If you don’t know how to say no, your body will say it for you through physical illnesses.
—Dr. Gabor Maté
The long-term effects of ACES
Life experiences in childhood that are lost in time and then further protected by shame and by secrecy and by social taboos against inquiry into certain realms into human experience… those life experiences, play out powerfully and proportionately a half-century later in terms of emotional state, in terms of biomedical disease and life expectancy.Dr. Vincent Felitti, Kaiser Permanente
The recent headline of the article posted in The Guardian stated: “How childhood stress can knock 20 years off your life.”
Anyone who has experienced childhood abuse and neglect might want to know how it can affect them later on in life. The CDC-Kaiser Permanente Adverse Childhood Experiences Study2 is one of the largest examinations on child abuse and neglect. It was a study on 17,500 middle-class adults.
The study focused on the long-term effects of child abuse and neglect on a person’s health and well-being when they are adults. The long-term effects of childhood trauma are now starting to get some headway.
Even Oprah is talking about how important it is. Oprah has now written a book with Dr. Bruce Perry – What Happened to You?: Conversations on Trauma, Resilience, and Healing.
Many infographics have been created to share information about what adverse childhood experiences are, how prevalent they are and their impact.
My Courage to Tell was written to highlight how bullying, childhood neglect and mental health of a parent can effect a child.
The question is: NOT what is wrong with you.
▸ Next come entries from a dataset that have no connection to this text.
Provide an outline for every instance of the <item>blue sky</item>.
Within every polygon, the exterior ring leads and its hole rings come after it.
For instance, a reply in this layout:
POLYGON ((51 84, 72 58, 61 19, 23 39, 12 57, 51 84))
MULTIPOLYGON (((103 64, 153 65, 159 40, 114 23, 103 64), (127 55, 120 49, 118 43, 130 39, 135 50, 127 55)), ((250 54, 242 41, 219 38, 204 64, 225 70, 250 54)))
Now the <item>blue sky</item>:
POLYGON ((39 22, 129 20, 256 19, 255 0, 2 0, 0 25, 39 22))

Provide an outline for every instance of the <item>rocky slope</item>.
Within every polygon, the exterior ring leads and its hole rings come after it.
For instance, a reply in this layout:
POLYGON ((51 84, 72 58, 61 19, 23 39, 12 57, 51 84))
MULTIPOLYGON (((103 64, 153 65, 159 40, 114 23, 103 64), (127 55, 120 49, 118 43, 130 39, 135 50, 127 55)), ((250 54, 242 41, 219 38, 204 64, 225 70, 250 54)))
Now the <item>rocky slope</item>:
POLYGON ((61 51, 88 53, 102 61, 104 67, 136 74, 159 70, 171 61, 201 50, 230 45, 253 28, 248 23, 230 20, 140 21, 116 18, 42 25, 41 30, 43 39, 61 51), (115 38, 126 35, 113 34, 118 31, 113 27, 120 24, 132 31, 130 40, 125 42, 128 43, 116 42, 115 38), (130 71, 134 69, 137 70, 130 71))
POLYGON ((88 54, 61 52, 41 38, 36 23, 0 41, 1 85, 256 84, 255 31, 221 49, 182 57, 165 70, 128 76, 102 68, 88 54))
The question is, “What happened to you?”
The @7030Campaign have been tremendously supportive in my journey.
When we see the long-term effects of childhood trauma, we start to understand why we experience what we do. Some possible risk outcomes are:
Behaviour: Lack of physical exercise; smoking; drug use; alcoholism; and missed work.
Physical and Mental Health: Severe Obesity; Eating Disorders; Diabetes; Depression; Suicide Attempts; STDs; Heart Disease; Cancer; Stroke; COPD; and broken bones.
Complex Trauma, learning difficulties, self-harm and anxiety can also be added to the list.
Below is a 7-minute video by Big Think. PLEASE WATCH IT!
So, why should we talk about all of this?
Let’s start educating ourselves. Let’s start to make changes. It’s important for ourselves. It’s important for our children.Laura Corbeth
At the end of the day, I believe that human nature is kind and loving. We are all born innocent. But “generational trauma” has taken that away.